いない歴=年齢。冴えない私にイケメン彼氏ができました
ぐっ! と、唸り声を上げるしかできない真衣香。
こんな風に言われてときめかない女子はいるんだろうか。
いるはずがない。
「あ、また話逸れた。 それより、明日からさ俺がいない間何かあったら連絡して」
「何かって?」
坪井からの言葉に違和感を感じ、真衣香は聞き返した。
連絡を取り合うことの方が、今はまだ非日常だ。
だってこれまでは連絡先さえ知らなかったというのに。
「俺に言いたいこととか、いや、なくても話したくなったらすぐ連絡して」
「……う、うん?わかった、ありがとう」
「約束な?」
そう言って頬を撫でられる。
坪井はどうやらフニフニと、頬に触れることが好きなようでそういえば何度も撫でられている。
そんなに自信のある肌ではないというのに。
振り返るとまた緊張を思い出し、意識がそちらに奪われていく。
感じた違和感も流れてしまった。
「って、あ〜もう7時じゃん。
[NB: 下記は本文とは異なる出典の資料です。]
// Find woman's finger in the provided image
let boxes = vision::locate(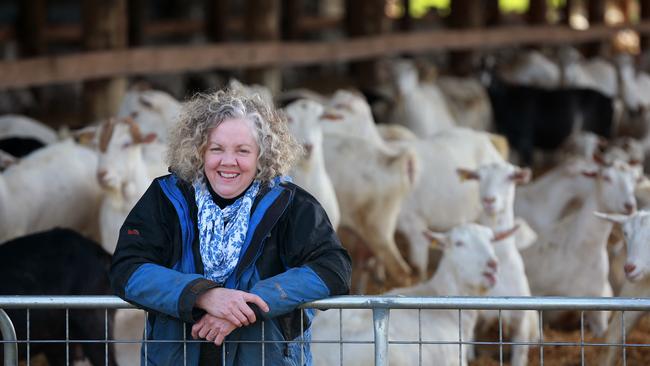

腹へった!な、立花何食いたい?」
「へ?」
「おいおーい、何とぼけた顔してんの?一緒に帰ろって言ったじゃん。俺何の為に頑張ったんだよ、今」
「か、帰るよ。帰るんだけど……その、えっと」
しどろもどろになる真衣香。
「ん?どしたの?」
「勘違いだったら、ごめんね。その、一緒に帰ろうって、その」
「なになに、どしたの」
「会社帰りにデート、してくれるの?そのアフターファイブ的なデート?」
アフターファイブ……。と呟いた坪井を見ればポカンと口を開けて真衣香を見てる。